4 to Section 300 applies.
5. Learned counsel
for the respondent-State on the other hand supported the judgments of the trial
Court and the High Court.
6. It appears that
the bullocks of the informant Kali Charan strayed into the field of Chandra
Bhan. On account of rainy season there was mud in the field with the result
that four bullocks of the informant entered the abutting field of the accused.
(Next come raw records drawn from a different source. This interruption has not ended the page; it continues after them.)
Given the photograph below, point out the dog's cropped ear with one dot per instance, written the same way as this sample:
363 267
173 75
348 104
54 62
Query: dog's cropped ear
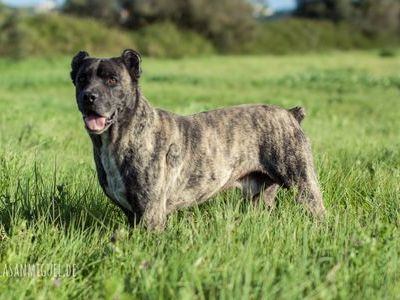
132 59
76 64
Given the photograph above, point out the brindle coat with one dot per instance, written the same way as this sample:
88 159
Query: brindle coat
151 162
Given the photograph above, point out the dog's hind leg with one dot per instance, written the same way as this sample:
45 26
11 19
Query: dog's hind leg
259 187
309 194
268 194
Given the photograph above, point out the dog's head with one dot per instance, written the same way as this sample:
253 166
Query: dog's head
104 87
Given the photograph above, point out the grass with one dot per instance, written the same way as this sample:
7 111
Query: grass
52 210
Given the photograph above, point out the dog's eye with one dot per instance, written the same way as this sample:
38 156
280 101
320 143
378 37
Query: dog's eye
112 81
81 79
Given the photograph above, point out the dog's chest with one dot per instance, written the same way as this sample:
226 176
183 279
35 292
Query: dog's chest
115 184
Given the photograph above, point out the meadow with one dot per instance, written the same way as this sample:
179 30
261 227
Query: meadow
52 210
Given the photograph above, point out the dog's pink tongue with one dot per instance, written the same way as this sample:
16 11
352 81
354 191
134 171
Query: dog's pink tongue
95 123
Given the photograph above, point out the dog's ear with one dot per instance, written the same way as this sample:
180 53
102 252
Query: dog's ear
132 59
76 64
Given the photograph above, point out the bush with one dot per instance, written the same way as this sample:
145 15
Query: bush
165 39
302 35
53 34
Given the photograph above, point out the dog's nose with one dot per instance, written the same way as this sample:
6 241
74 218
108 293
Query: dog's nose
89 97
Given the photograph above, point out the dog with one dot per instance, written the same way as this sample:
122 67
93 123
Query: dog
151 162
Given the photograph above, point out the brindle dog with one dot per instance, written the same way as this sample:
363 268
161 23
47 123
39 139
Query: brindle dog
151 162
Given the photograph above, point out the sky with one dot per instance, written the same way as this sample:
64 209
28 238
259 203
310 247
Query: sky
275 4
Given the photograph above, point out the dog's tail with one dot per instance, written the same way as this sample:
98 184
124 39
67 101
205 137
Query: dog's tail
298 113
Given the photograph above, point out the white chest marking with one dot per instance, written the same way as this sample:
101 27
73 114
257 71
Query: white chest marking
115 185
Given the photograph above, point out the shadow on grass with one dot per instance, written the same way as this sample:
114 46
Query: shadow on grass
63 205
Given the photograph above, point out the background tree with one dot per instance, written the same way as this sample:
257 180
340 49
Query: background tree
373 17
105 10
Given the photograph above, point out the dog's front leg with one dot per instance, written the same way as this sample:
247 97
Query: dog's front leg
155 215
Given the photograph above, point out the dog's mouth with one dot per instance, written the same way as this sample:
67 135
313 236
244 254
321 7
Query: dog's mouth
97 124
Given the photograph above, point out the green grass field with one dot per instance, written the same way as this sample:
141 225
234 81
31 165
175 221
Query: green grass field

The evidence on record shows that there was no pique or enmity between the parties
prior to the incident in question. The appellant and his father Baldu became
hypersensitive and felt hurt and quarrel thereafter started and in course of
the quarrel a blow was given by the appellant.
7. The only question
is applicability of Exception 4 of Section 300 IPC.
8. For bringing in
its operation it has to be established that the act was committed without
premeditation, in a sudden fight in the heat of passion upon a sudden quarrel
without the offender having taken undue advantage and not having acted in a
cruel or unusual manner.
9. The Fourth
Exception of Section 300 IPC covers acts done in a sudden fight. The said
exception deals with a case of prosecution not covered by the first exception,
after which its place would have been more appropriate. The exception is
founded upon the same principle, for in both there is absence of premeditation.
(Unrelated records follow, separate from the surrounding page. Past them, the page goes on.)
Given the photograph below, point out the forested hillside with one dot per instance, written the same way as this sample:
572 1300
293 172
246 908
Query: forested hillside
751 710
But, while in the case of Exception 1 there is total deprivation of
self-control, in case of Exception 4, there is only that heat of passion which
clouds men's sober reason and urges them to deeds which they would not
There is provocation
in Exception 4 as in Exception 1; but the injury done is not the direct
consequence of that provocation.
In fact Exception 4
deals with cases in which notwithstanding that a blow may have been struck, or
some provocation given in the origin of the dispute or in whatever way the
quarrel may have originated, yet the subsequent conduct of both parties puts
them in respect of guilt upon equal footing. A `sudden fight' implies mutual
provocation and blows on each side. The homicide committed is then clearly not
traceable to unilateral provocation, nor in such cases could the whole blame be
placed on one side. For if it were so, the Exception more appropriately
applicable would be Exception 1. There is no previous deliberation or
determination to fight. A fight suddenly takes place, for which both parties
are more or less to be blamed. It may be that one of them starts it, but if the
other had not aggravated it by his own conduct it would not have taken the
serious turn it did. There is then mutual provocation and aggravation, and it
is difficult to apportion the share of blame which attaches to each fighter.
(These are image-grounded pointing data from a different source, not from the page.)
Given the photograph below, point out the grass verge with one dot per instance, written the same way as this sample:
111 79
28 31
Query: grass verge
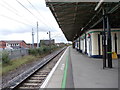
17 63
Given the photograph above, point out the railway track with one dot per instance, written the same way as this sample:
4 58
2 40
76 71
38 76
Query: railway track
33 78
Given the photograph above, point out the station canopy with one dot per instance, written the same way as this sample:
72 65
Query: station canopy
75 18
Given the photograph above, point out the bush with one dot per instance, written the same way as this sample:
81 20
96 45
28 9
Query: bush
5 57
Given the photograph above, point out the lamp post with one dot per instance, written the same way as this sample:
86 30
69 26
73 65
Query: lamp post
49 39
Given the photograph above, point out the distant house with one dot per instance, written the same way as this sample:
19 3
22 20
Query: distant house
30 45
14 44
2 44
47 42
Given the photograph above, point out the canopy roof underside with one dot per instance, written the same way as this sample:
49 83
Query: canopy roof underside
75 18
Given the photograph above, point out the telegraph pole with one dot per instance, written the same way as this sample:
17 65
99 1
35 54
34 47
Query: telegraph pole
32 38
37 36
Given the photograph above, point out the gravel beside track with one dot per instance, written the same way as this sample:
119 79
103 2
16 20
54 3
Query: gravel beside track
21 69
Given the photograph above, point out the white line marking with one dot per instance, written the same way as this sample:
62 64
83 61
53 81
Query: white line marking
62 67
52 71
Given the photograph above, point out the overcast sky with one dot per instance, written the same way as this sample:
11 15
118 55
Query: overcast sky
18 17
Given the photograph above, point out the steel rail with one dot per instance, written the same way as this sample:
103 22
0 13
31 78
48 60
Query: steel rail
22 77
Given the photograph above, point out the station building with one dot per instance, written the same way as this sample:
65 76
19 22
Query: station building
90 43
92 26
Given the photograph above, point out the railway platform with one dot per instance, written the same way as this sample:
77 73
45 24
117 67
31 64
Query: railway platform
75 70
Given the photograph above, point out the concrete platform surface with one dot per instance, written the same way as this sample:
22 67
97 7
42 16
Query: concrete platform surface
76 70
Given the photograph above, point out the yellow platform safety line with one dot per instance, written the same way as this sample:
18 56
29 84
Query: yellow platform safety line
114 55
The help of Exception 4 can be invoked if death is caused (a) without
premeditation, (b) in a sudden fight; (c) without the offender's having taken
undue advantage or acted in a cruel or unusual manner; and (d) the fight must
have been with the person killed. To bring a case within Exception 4 all the
ingredients mentioned in it must be found. It is to be noted that the `fight'
occurring in Exception 4 to Section 300 IPC is not defined in the IPC. It takes
two to make a fight. Heat of passion requires that there must be no time for
the passions to cool down and in this case, the parties have worked themselves
into a fury on account of the verbal altercation in the beginning. A fight is a
combat between two and more persons whether with or without weapons. It is no
possible to enunciate any general rule as to what shall be deemed to be a
sudden quarrel. It is a question of fact and whether a quarrel is sudden or not
must necessarily depend upon the proved facts of each case. For the application
of Exception 4, it is not sufficient to show that there was a sudden quarrel
and there was no premeditation. It must further be shown that the offender has
not taken undue advantage or acted in cruel or unusual manner. The expression
`undue advantage' as used in the provision means `unfair advantage'.
10. Considering the
factual scenario as projected by the prosecution, the proper conviction would
be under Section 304 Part I IPC. Custodial sentence of 10 years would meet the
ends of justice.
11. The appeal is
allowed to the aforesaid extent.
ARIJIT PASAYAT) ..........................................J.